Ahead of a five-hour FX market closure lasting between 1800GMT and 2300GMT due to the Thanksgiving holiday in the US, GBP/USD is trying to tentatively regain some composure. The pair had hit fresh annual lows just to the north of the 1.3300 level earlier on during Thursday’s session but has since bounced to the 1.3320s.
On the day, the pair is now flat. The tone of Brexit developments seems to be tacking a tone for the worse again. A UK government spokesperson on Wednesday evening said that the UK PM had told the Irish PM that he was concerned about a substantial gap that remained between the UK and EU on the implementation of the Northern Ireland Protocol.
Meanwhile, the French Fishing Association Body was scathing of the UK on Thursday, saying that they had still not got what they wanted regarding licenses. The body said that French fishermen would be taking action on Friday to block French ports and the Channel tunnel. The blockades will disrupt UK/EU trade and are likely to exacerbate the supply chain disruptions already plaguing the UK economy.

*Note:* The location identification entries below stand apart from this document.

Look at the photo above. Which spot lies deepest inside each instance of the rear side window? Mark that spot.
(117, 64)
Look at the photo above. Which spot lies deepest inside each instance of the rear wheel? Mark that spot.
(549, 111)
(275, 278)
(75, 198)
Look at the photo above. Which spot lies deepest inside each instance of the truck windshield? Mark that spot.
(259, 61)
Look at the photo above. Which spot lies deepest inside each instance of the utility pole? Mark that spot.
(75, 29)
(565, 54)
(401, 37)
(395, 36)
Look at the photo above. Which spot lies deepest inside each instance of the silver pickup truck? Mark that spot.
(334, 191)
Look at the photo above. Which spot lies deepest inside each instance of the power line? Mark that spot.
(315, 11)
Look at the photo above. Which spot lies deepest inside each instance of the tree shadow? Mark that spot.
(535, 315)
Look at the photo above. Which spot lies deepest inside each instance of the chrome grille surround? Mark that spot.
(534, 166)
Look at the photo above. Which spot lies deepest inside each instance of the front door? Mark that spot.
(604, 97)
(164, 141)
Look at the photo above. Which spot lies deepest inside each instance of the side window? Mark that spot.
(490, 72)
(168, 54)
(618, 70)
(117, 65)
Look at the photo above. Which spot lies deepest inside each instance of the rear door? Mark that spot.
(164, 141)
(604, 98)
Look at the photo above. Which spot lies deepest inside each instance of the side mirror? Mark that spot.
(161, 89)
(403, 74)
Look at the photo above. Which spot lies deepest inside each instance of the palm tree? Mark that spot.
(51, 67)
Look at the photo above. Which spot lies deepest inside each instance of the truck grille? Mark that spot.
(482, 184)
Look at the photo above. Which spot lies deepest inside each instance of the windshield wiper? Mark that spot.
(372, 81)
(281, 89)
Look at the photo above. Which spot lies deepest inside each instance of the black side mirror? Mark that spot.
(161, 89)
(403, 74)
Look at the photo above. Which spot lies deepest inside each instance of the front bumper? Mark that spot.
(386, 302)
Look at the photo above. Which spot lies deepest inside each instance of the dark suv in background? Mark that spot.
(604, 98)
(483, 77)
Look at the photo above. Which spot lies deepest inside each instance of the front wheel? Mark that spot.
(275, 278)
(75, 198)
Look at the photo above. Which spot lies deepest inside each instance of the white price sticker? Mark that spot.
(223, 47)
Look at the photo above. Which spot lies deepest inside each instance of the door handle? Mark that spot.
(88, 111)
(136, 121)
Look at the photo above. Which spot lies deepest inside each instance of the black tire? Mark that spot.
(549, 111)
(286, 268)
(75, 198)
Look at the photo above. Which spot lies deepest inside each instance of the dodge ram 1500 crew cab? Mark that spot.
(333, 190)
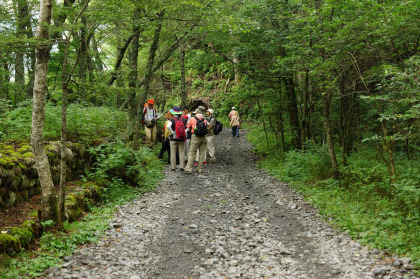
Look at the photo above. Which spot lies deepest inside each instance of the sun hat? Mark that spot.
(201, 109)
(176, 110)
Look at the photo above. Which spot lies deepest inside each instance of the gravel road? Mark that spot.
(231, 221)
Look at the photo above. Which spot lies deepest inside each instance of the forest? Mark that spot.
(328, 91)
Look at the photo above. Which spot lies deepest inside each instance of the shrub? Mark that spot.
(115, 161)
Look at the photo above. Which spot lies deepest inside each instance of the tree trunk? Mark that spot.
(182, 66)
(149, 71)
(305, 127)
(326, 100)
(22, 18)
(133, 59)
(293, 112)
(42, 51)
(83, 57)
(236, 68)
(121, 52)
(98, 61)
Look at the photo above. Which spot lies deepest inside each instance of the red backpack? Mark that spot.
(180, 134)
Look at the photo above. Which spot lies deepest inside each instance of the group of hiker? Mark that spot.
(188, 139)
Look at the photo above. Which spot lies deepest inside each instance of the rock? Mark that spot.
(188, 250)
(397, 263)
(405, 261)
(379, 271)
(209, 262)
(234, 263)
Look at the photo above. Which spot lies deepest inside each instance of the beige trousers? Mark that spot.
(150, 135)
(197, 143)
(174, 146)
(186, 149)
(210, 148)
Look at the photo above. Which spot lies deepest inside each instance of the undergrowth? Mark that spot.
(116, 162)
(364, 202)
(85, 124)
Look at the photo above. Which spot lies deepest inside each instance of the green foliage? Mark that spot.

Data from the ONS released earlier in the morning showed that 14% of businesses in the UK had reported a shortage of workers in late November. Further evidence of a strong UK labour market likely increases the chances that the BoE will hike interest rates by 15bps to 0.25% next month and this might be helping to negate the impact of negative Brexit newsflow for GBP.
But UK money markets don’t seem to have viewed the ONS data this way. Three-month sterling LIBOR futures for December 2021 (a proxy of the market’s expectations of the BoE’s Bank Rate next month) rose to their highest since late September on Thursday at 99.820, up from 99.765 at the start of the week. That implies markets only anticipate about 8bps of rate hikes next month, or are only pricing slightly above a 50% chance that the bank will hike rates.

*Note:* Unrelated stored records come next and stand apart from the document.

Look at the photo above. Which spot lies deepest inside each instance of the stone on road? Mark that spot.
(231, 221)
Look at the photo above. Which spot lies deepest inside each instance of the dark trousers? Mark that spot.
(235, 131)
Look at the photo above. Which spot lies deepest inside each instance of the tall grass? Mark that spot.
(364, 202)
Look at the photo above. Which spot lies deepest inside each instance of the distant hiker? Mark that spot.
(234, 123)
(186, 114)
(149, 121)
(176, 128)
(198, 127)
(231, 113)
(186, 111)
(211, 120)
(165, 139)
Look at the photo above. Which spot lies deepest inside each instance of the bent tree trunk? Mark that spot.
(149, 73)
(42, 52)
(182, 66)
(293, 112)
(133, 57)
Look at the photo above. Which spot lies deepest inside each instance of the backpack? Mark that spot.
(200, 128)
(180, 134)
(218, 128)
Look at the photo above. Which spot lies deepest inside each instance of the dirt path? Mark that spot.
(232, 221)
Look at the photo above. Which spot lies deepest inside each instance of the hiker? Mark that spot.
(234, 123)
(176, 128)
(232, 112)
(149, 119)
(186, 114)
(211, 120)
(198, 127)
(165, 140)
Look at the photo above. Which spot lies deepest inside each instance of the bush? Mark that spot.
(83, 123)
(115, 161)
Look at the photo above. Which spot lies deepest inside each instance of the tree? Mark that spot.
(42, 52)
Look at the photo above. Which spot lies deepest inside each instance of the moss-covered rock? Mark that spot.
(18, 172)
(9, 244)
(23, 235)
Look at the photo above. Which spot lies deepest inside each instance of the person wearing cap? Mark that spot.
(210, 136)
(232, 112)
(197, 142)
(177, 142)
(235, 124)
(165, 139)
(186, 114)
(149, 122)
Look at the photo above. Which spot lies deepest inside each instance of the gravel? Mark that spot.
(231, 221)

If the BoE does disappoint expectations next month by refusing once again to hike interest rates, then GBP will see a negative reaction as hawkish bets are unwound. Though GBP/USD has come under heavy selling pressure in recent weeks and is down 2.6% on the month, the pair isn’t yet in oversold territory.
Its 14-day Relative Strength Index score is 33.3, above the oversold 30 mark, while its Z-score to its 200DMA (the number of standard deviations away) is at -2.61. In the last five years, the GBP/USD’s Z-score has only been under -2.50 on two occasions and on both those occasions it needed to fall under -3.0 before GBP/USD rebounded.